The brexit experiment is a gift from Britain to the world

Release time:2017-10-16 15:42
Author:as

Sir Humphry Davy, a British chemist who was born in 1778, likes dangerous experiments.

He was fired when he was a pharmacist because of the explosion.

Later, as a chemist, he liked to inhale the gases he produced at work.

He also found that nitrous oxide (laughing gas) was a powerful drug.

"Unfortunately," Oxford University Press, Oxford University Press) about the life of Sir David wrote, "the same habits cause there are a lot of time he almost killed himself, often poisoning let in the last 20 years was a patient in his life."

The cost is likely to be worth it: David isolated substances such as calcium and strontium, discovered iodine, and produced the first electric light.

Much like David, Britain is now experimenting with itself for the benefit of humanity.

Few developed societies are as reckless as this, which is why the Brexit experiment seems so precious.

In the process of poisoning itself many times, brexit continues to be a surprise to both the brexiters and the remain.

Here are some initial lessons for other countries:

When a problem of inevitable differentiation becomes the focus of attention, society splits.

The brexit vote has triggered unprecedented resentment in a country that has traditionally been less concerned about politics.

Insulting languages such as "the enemy of the people", "saboteurs", "racists" and "where to go" have become the everyday language of the British.

Arguments over leaving the European Union have divided several generations between family weddings and Christmas.

All of this is to avoid: until the referendum before, there are very few British people view of the European Union (EU) be strong, as few americans think about transgender toilet, until they found the problem of politicians.

If you have to deal with this kind of argument, it's best to try to find a compromise, rather than a winner-take-all solution, such as a referendum.

All countries need real-time election regulators.

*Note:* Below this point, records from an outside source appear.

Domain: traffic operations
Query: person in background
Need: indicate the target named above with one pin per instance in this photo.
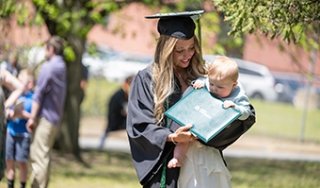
(117, 110)
(47, 111)
(12, 66)
(18, 138)
(7, 80)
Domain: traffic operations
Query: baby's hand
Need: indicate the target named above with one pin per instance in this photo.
(228, 104)
(198, 84)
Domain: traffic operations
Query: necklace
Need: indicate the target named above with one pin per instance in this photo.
(183, 80)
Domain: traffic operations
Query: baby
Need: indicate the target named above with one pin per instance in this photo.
(222, 82)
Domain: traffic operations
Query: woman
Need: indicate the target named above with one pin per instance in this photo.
(152, 138)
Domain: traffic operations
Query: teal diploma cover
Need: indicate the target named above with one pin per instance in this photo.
(205, 112)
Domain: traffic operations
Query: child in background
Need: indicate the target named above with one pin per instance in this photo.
(18, 138)
(222, 82)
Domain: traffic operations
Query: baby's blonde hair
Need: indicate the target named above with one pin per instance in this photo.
(223, 68)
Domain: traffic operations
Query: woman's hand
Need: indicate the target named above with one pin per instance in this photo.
(182, 134)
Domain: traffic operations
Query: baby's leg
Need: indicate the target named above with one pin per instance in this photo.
(178, 155)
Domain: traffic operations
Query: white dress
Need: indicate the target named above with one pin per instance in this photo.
(203, 168)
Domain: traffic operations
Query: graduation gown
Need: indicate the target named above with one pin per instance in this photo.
(148, 140)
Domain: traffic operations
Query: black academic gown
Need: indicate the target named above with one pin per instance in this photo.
(149, 148)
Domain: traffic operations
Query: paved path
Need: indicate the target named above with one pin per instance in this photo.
(247, 146)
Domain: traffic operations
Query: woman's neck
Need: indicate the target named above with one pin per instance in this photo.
(182, 76)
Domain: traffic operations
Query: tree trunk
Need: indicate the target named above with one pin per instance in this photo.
(67, 140)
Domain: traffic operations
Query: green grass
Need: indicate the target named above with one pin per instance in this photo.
(97, 96)
(115, 170)
(285, 121)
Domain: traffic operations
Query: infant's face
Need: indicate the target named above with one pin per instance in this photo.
(221, 88)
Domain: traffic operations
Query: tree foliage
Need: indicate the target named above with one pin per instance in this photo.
(296, 21)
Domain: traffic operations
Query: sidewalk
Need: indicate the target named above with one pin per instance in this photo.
(247, 146)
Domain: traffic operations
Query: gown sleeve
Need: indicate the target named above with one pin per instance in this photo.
(147, 139)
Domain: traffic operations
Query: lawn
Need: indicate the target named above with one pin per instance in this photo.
(114, 170)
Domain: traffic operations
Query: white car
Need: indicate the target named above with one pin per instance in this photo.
(256, 79)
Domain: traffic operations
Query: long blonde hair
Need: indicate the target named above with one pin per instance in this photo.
(163, 74)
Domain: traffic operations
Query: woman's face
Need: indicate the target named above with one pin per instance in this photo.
(183, 52)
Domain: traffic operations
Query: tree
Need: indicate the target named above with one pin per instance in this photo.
(296, 21)
(71, 20)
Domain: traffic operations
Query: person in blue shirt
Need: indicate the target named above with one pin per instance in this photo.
(18, 138)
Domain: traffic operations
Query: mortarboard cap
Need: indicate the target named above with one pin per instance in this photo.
(179, 24)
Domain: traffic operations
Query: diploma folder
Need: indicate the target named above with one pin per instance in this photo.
(205, 112)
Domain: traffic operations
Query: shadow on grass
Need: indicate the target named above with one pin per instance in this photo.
(116, 168)
(96, 164)
(273, 173)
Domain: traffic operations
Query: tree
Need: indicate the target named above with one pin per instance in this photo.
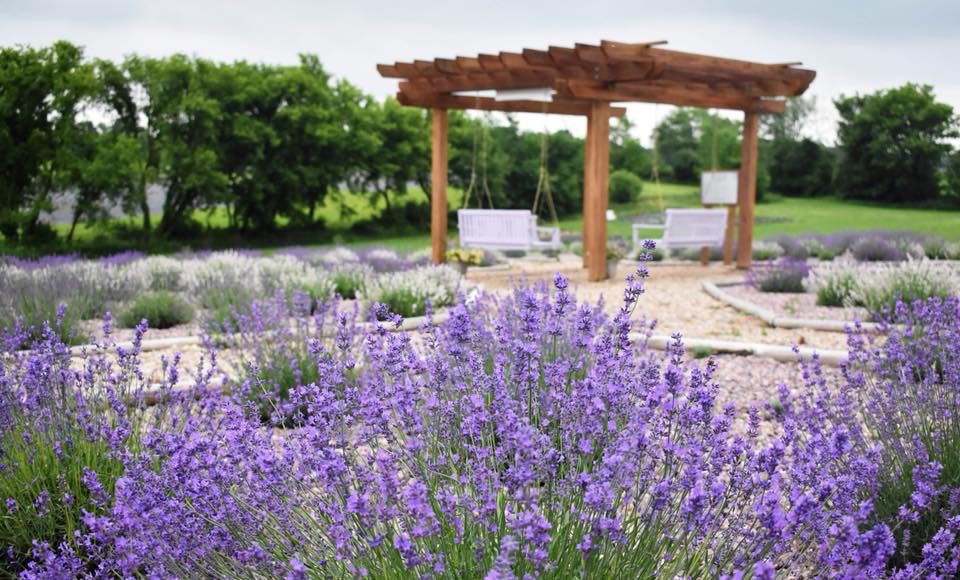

People have always won votes by lying.

But now they have social media.

So, all the slow, understaffed and 20th-century electoral regulators who retain the way of doing things in the 20th century must re-establish themselves as judges who can tell the truth immediately.

Not long ago, the national bureau of Statistics (the UK Statistics Authority) thus condemned Boris Johnson (Boris Johnson), because he repeated champions will make off the British national health service (NHS) save 350 million pounds a week cost of nonsense.